Of course. But mistakes will happen. But thanks, yes, very true.
Because, if I take the much discussed example of a den/harem: Never ever would I get the notion of using a word like that to describe any kind of healthy poly relationship.
Yeah well I am just such a virgin to the poly community. It was like in that movie the 40-year old Virgin, he'd be like "Yeah, let's totally go party. Let's whack it." He just had no idea why he was using the words he was using. I'm not that bad, but pretty close when trying to open up and describe my inner thoughts to you guys. I don't have the wide vocabulary. I kind of rely on you guys to help me tone it in the right direction. No one has actually supplied another word to use. On my own I came up with the idea of calling it a "Birdhouse with the windows open".
You used it in a serious way, skimming through the options and possibilities that where in there for you.

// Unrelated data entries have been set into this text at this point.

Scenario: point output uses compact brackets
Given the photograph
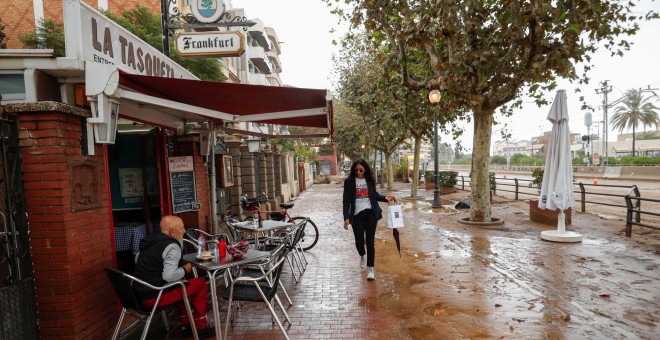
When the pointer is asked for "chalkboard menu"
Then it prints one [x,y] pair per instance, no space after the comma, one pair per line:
[182,181]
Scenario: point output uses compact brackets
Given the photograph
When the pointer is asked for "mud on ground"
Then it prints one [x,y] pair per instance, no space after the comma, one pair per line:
[457,281]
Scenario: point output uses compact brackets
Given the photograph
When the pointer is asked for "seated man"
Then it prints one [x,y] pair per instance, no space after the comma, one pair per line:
[159,262]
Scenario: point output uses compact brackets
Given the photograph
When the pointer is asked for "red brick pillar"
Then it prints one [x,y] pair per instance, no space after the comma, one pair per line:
[71,240]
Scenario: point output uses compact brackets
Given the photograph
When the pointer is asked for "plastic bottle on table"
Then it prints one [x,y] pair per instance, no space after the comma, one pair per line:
[222,248]
[201,245]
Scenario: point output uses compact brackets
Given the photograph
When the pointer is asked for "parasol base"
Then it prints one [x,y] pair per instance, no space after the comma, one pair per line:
[557,236]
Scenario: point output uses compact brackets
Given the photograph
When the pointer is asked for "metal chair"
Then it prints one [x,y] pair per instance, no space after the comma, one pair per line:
[259,289]
[123,285]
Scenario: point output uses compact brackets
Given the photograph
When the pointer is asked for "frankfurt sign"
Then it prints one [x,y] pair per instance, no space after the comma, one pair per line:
[228,44]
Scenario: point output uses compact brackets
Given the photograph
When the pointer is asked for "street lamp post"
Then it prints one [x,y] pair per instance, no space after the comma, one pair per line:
[434,98]
[254,144]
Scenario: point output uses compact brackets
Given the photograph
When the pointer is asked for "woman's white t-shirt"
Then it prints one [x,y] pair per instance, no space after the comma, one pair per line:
[361,195]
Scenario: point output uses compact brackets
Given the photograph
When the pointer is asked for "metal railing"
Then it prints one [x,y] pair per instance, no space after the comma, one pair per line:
[632,198]
[637,210]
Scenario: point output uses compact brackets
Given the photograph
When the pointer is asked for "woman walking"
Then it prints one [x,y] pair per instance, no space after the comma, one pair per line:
[361,210]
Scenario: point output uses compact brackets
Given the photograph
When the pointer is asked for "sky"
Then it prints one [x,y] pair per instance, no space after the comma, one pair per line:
[304,30]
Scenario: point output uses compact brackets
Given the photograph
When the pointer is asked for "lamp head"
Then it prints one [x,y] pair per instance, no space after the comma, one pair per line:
[434,96]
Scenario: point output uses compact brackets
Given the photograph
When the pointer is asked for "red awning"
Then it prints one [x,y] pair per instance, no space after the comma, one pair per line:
[243,103]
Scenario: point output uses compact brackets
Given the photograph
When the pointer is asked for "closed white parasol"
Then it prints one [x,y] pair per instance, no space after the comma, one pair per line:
[557,186]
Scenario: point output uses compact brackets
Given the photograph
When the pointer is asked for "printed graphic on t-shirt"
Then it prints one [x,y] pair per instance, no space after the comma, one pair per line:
[361,195]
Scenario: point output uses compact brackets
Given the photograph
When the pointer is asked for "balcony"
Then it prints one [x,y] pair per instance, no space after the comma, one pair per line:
[275,61]
[257,56]
[258,34]
[273,79]
[257,79]
[273,40]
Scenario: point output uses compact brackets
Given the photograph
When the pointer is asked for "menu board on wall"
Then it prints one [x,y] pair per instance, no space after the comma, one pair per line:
[182,183]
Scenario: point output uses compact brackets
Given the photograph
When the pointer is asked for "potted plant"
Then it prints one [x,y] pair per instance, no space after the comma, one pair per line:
[544,216]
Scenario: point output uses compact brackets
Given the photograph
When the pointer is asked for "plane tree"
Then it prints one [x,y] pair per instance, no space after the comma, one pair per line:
[484,55]
[369,110]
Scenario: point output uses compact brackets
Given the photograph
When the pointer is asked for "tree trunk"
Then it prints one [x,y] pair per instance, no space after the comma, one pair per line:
[483,127]
[388,166]
[633,142]
[415,176]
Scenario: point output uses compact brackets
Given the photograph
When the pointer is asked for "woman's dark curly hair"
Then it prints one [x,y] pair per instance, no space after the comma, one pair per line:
[368,175]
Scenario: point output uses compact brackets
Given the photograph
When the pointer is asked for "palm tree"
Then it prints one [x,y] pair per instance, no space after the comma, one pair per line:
[634,111]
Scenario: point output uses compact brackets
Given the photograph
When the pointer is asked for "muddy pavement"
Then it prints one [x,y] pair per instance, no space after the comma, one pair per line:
[456,281]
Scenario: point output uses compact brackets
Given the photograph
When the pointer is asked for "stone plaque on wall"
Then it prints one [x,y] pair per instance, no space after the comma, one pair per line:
[85,185]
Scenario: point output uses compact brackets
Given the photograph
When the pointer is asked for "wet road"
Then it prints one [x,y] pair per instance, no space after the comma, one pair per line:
[455,281]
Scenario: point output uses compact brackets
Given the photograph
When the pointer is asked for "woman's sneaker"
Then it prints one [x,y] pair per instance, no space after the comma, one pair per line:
[371,274]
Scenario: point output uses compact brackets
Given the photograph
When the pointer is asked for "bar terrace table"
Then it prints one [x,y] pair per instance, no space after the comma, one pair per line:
[218,264]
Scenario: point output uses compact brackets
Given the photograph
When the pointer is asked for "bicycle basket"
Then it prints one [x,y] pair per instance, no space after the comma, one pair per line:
[276,216]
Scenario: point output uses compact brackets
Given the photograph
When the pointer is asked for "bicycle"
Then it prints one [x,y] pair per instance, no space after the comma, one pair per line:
[311,234]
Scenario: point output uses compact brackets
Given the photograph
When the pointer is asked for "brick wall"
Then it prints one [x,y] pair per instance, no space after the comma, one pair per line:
[69,249]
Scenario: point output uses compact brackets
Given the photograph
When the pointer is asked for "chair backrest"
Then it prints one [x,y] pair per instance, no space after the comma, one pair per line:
[189,247]
[232,230]
[280,266]
[193,234]
[122,283]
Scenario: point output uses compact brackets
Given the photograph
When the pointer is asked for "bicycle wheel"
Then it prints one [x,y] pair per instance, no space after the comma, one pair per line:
[311,235]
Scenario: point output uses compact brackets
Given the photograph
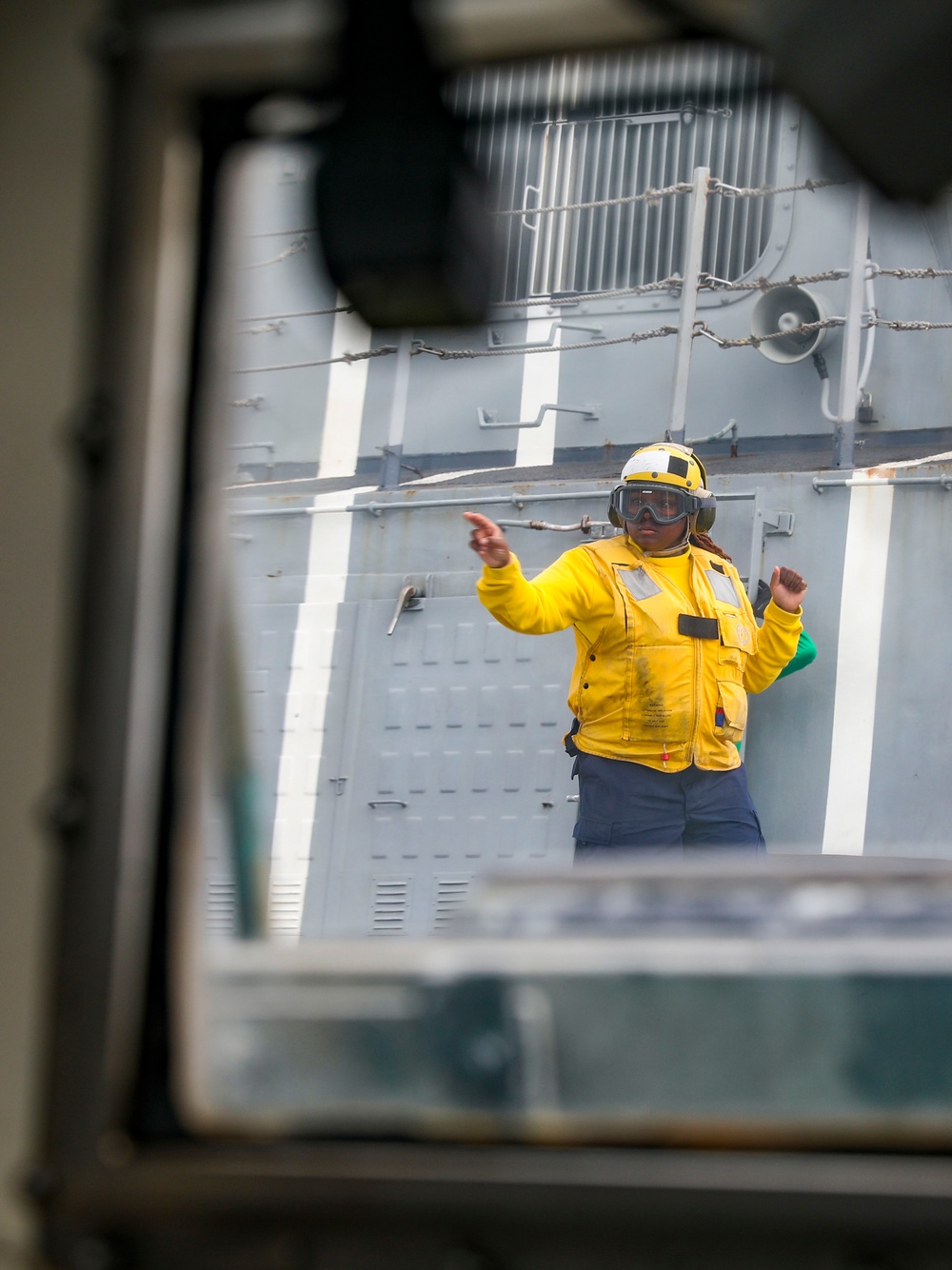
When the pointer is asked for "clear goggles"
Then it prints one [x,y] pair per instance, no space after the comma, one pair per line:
[663,503]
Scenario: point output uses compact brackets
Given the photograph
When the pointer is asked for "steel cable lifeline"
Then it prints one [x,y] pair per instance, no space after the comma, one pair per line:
[636,337]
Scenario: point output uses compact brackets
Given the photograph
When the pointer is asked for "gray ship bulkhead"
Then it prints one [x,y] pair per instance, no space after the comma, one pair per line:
[395,770]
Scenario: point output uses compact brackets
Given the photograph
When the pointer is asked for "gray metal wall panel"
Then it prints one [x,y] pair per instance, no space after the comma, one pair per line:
[787,748]
[910,789]
[461,722]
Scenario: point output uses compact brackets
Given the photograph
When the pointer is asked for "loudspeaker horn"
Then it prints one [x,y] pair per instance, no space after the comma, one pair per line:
[783,308]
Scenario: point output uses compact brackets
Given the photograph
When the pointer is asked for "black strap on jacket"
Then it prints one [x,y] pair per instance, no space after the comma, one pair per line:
[699,627]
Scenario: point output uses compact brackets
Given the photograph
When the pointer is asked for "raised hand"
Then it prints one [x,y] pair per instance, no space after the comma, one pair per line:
[787,588]
[487,540]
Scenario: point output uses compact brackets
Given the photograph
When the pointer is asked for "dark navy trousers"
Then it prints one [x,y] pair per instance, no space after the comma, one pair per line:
[630,808]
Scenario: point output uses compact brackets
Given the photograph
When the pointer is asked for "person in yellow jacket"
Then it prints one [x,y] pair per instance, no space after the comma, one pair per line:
[666,650]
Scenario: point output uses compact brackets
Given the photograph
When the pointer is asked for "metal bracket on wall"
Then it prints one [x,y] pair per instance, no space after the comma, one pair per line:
[765,524]
[411,597]
[490,418]
[495,341]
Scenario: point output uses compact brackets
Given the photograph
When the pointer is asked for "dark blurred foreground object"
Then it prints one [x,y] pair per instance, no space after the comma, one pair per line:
[403,213]
[875,72]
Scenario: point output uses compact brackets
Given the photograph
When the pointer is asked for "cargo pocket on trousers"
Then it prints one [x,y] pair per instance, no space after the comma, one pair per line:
[592,831]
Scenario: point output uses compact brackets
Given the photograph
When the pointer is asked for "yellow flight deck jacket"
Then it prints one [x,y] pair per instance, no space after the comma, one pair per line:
[655,673]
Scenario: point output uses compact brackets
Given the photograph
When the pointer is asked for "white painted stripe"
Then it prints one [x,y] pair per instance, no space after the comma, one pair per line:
[540,385]
[347,388]
[307,707]
[857,667]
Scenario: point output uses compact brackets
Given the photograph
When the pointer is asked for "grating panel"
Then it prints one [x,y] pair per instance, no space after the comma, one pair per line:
[220,907]
[285,903]
[585,129]
[391,904]
[451,894]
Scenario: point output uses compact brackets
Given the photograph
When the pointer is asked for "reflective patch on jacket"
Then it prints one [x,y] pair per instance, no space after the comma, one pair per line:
[723,586]
[639,583]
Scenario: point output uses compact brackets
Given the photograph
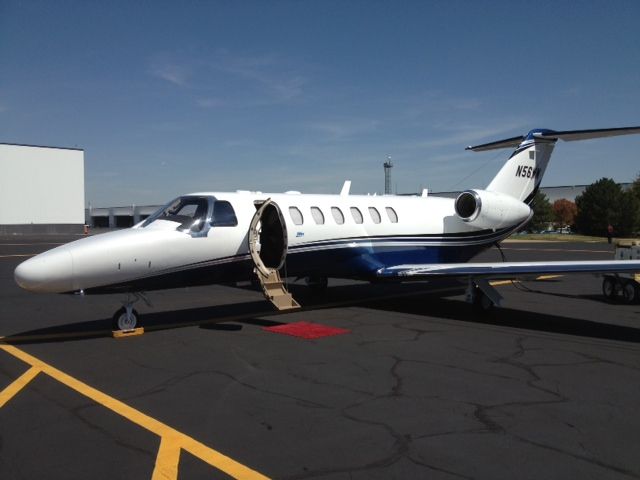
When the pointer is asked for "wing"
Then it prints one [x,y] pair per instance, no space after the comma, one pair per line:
[506,270]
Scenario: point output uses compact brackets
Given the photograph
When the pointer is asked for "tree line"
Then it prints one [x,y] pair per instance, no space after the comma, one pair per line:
[602,203]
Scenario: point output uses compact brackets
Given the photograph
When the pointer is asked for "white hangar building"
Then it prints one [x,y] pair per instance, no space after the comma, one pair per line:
[41,189]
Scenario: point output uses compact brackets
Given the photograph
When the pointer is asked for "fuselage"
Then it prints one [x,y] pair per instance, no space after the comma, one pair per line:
[349,236]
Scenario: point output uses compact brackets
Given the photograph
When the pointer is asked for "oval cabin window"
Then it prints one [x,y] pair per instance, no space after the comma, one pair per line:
[296,215]
[357,215]
[317,215]
[337,215]
[375,215]
[391,213]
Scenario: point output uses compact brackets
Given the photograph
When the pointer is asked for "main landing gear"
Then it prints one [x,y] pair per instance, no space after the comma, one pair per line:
[126,318]
[615,286]
[482,296]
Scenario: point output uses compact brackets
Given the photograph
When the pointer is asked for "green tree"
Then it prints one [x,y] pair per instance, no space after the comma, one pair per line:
[598,207]
[629,215]
[564,212]
[542,212]
[635,187]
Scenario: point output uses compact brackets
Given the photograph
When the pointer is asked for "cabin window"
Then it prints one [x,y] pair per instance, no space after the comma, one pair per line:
[337,215]
[223,214]
[375,215]
[391,213]
[296,215]
[357,215]
[317,215]
[189,212]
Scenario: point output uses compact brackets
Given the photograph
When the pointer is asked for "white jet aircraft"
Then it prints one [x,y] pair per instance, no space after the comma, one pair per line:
[205,238]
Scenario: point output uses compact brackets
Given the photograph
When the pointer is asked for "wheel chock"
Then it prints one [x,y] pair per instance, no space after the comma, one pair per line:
[127,333]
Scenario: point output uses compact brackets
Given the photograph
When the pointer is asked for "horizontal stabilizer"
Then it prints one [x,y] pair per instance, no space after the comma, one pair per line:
[506,143]
[566,135]
[571,135]
[507,270]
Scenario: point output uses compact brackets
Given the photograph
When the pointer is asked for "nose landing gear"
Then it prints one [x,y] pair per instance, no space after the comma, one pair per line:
[126,318]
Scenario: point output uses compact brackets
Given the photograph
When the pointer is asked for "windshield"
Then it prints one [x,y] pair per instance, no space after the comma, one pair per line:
[190,212]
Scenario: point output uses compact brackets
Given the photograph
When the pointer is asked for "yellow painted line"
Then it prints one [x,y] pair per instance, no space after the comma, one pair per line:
[127,333]
[167,460]
[174,438]
[17,385]
[497,283]
[23,244]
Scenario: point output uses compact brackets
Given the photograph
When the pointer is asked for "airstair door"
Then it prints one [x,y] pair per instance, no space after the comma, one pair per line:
[268,248]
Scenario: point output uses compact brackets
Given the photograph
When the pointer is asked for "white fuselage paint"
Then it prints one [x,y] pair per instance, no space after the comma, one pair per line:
[159,249]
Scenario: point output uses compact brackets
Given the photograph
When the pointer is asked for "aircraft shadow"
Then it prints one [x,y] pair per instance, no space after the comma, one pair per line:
[213,318]
[417,299]
[507,317]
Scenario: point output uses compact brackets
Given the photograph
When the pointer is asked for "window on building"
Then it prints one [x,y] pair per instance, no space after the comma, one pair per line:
[317,215]
[337,215]
[391,213]
[375,215]
[296,215]
[357,215]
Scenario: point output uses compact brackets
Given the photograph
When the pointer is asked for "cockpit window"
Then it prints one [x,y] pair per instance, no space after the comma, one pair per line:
[189,212]
[223,214]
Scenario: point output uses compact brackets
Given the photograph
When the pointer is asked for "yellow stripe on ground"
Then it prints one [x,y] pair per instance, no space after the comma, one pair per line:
[167,460]
[17,385]
[175,439]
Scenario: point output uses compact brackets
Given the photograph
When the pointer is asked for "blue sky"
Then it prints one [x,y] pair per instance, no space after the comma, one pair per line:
[173,97]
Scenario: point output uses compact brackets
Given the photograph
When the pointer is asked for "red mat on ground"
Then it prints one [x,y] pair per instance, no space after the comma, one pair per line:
[306,330]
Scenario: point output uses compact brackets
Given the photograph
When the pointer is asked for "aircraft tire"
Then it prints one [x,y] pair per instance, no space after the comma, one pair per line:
[630,292]
[121,322]
[609,287]
[481,303]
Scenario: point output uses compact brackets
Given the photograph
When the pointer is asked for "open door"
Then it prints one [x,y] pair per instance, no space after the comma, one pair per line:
[268,248]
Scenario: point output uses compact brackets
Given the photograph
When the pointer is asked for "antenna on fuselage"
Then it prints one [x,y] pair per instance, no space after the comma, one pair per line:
[387,176]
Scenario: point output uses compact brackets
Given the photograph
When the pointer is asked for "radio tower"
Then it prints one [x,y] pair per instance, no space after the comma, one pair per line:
[387,176]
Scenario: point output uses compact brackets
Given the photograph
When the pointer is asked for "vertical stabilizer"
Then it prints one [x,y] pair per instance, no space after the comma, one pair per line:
[521,175]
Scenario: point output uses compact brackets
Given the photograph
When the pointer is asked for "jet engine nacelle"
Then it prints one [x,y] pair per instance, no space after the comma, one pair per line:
[486,209]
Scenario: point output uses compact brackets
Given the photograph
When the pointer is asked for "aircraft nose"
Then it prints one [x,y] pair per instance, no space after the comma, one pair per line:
[48,272]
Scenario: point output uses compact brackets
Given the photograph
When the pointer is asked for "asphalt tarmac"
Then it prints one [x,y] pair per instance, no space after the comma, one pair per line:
[546,387]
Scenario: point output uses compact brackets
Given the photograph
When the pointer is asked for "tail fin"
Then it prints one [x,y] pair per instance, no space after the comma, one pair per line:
[521,175]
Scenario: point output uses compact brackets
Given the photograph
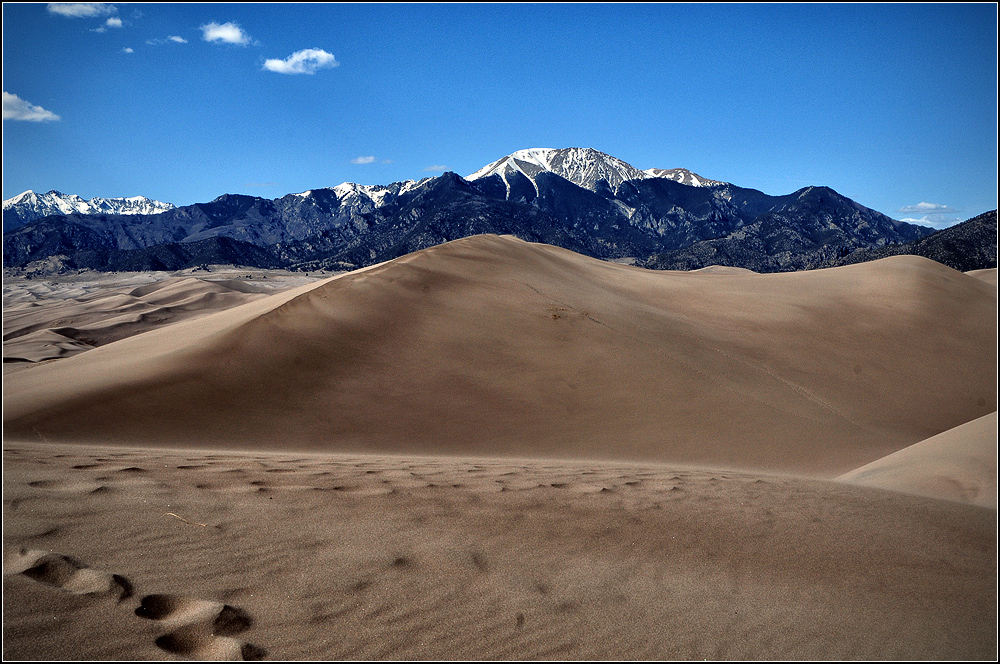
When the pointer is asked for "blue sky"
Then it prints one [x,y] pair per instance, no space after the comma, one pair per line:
[893,105]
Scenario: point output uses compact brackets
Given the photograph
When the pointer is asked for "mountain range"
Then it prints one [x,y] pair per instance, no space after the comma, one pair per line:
[29,206]
[577,198]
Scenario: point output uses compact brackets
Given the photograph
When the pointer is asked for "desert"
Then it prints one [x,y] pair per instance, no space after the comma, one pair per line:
[498,449]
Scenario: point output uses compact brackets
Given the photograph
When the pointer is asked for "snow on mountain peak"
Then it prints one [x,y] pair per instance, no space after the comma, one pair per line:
[29,206]
[682,175]
[581,166]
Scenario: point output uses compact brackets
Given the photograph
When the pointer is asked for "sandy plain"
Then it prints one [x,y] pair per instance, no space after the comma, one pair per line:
[498,450]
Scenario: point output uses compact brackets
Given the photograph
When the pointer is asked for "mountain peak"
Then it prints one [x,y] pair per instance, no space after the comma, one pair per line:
[682,175]
[29,206]
[581,166]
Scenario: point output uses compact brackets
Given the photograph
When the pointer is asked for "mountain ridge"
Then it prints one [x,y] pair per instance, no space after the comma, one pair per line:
[577,198]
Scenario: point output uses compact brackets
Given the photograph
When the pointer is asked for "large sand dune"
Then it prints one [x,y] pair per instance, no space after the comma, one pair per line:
[959,464]
[500,450]
[128,553]
[493,346]
[67,316]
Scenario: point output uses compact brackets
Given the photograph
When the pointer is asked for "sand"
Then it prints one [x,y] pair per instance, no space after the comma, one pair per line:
[54,318]
[959,464]
[493,449]
[389,557]
[494,346]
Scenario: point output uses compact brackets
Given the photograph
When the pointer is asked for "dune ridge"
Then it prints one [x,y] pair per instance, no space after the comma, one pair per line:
[494,346]
[36,331]
[959,464]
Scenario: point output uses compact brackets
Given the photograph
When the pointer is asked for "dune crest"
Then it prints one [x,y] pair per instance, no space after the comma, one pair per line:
[494,346]
[959,464]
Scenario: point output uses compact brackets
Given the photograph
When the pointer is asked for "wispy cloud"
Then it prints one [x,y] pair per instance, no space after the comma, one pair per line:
[933,215]
[113,22]
[228,33]
[306,61]
[172,38]
[927,208]
[15,108]
[82,9]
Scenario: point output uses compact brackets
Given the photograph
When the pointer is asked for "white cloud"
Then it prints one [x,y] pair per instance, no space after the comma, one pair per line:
[15,108]
[306,61]
[81,9]
[171,38]
[927,208]
[937,222]
[230,33]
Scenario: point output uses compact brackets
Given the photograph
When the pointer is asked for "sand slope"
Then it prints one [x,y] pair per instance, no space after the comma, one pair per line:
[490,345]
[118,553]
[35,330]
[959,464]
[989,275]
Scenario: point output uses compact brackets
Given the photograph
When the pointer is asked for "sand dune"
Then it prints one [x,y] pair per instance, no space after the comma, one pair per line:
[36,331]
[63,315]
[959,464]
[119,553]
[988,275]
[493,346]
[500,450]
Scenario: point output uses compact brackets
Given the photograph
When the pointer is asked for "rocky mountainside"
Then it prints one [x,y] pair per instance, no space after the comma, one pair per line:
[810,227]
[577,198]
[29,206]
[970,245]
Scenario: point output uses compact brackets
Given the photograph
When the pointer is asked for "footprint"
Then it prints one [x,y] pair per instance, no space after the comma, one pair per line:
[197,629]
[54,569]
[200,629]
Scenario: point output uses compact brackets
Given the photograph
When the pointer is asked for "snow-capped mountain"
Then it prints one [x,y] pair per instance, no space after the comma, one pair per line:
[364,196]
[577,198]
[581,166]
[29,206]
[682,175]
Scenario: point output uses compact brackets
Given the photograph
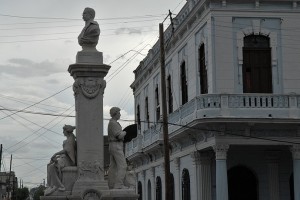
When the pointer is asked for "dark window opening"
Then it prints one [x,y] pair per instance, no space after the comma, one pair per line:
[242,184]
[184,87]
[202,71]
[257,69]
[157,103]
[138,116]
[140,190]
[147,112]
[170,95]
[158,189]
[186,192]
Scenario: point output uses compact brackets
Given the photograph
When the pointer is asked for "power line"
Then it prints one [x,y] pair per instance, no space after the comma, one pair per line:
[36,102]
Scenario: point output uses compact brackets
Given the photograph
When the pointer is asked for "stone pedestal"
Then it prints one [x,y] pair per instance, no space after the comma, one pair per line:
[86,180]
[89,85]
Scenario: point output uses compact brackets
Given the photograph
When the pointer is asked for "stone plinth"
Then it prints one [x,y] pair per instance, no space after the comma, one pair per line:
[88,87]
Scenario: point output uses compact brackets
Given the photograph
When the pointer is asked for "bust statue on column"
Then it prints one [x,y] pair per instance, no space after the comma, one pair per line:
[89,36]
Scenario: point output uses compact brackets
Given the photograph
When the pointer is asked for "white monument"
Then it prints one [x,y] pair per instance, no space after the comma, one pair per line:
[85,180]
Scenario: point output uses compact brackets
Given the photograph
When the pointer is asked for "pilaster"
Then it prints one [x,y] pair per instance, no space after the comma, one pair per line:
[177,178]
[272,159]
[221,171]
[295,149]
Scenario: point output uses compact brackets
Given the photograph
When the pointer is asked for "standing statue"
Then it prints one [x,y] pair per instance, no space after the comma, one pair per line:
[65,157]
[118,165]
[89,36]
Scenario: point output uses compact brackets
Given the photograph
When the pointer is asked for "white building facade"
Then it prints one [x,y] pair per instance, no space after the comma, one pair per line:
[233,98]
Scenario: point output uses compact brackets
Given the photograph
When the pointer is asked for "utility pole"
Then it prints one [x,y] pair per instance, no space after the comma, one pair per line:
[9,186]
[164,113]
[0,156]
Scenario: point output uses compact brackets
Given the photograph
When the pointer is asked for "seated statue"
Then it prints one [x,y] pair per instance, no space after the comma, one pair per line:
[89,36]
[65,157]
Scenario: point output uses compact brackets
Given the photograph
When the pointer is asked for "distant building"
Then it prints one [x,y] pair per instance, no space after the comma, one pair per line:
[233,85]
[8,184]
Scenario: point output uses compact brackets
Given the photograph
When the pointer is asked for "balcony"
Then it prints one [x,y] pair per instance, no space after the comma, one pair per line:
[222,107]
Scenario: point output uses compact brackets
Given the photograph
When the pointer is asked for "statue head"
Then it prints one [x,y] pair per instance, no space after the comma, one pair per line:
[68,128]
[114,111]
[88,14]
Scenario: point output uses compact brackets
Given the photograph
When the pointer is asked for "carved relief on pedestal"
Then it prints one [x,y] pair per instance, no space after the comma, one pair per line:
[91,194]
[90,170]
[89,87]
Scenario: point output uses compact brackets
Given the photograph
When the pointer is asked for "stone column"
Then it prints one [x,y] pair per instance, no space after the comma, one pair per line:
[195,175]
[205,175]
[296,162]
[221,171]
[273,176]
[177,179]
[89,85]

Yeah and I think that was also the sentiment from my fiancee in that moment, spiraling her to practical nervous breakdown. So maybe using that word here was helpful in describing the mood of the it. But I think everyone focused on that so way too heavily. It was not what my fiancee and I have been discussing at all. It was a fleeting moment. Albeit a strong notion. Of course I didn't say Harem to her. We just talked about living with more people.
From my point of view: just the fact THAT you use something like this to voice yourself is kind of off putting. Same for cock-block or being the most mature person of a whole island (seriously man, how can anyone think that way? Let alone the fact that you said that there are even people you haven't met in person yet?) and so on.
Are you aware of your own maturity levels? Do you have a lot of experience with people? I mean big city experience. I used to meet 300 people in one night. I was doing this 6 days a week. I had to print 1000s of business cards every week. I did this in Beverly Hills and Hollywood. I did this for years. I knew about 20% of the people in Beverly Hills my sidekick and I once figured. That's a lot in case you aren't sure. Beverly Hills has a lot of people in it. Anyway, I'm not from the boonies. I know people, personalities, and I know how they tick. I was a professional poker player for 2 years. In Beverly Hills I am far from the most mature person there. I know my place. And by mature I mean respectful towards other people, in friendships, in relationships, family, coworkers. Here on the forum, I am nowhere near mature. You guys see me as an infant. That's ok. I know my place. But when I tell you I am the most mature guy on this island, I really do mean it. Most guys here are wife beaters with machetes. The one's who are more mature, leave the island to create a more promising life. Yeah ok, I'm talking out of my ass somewhat, but it's not from an uneducated place. It's a very informed statement. You can hold me to it. You guys don't know me. My IQ. My wisdom. Just because I choose to talk from the hip, casually, doesn't mean I don't know what I'm talking about. But yeah, I take responsibility for talking in a way that makes me sound presumptuous and conceited. I'm sure when Einstein said he understood the Relativity of the Universe and told someone he didn't know about that in science, they thought he was an arrogant fool.
I bet this can be applied to any negative aspect the other posters pointed out and seemed therefore 'offensive' to you. This is written conversation, there are only words to get information about the subject someone is talking about. So choose them a bit more carefully, I would recommend.
Thanks.
3. Sorry if my language isn't that understandable for you, I am no native speaker. I hope this was clear enough this time and not confusing as well.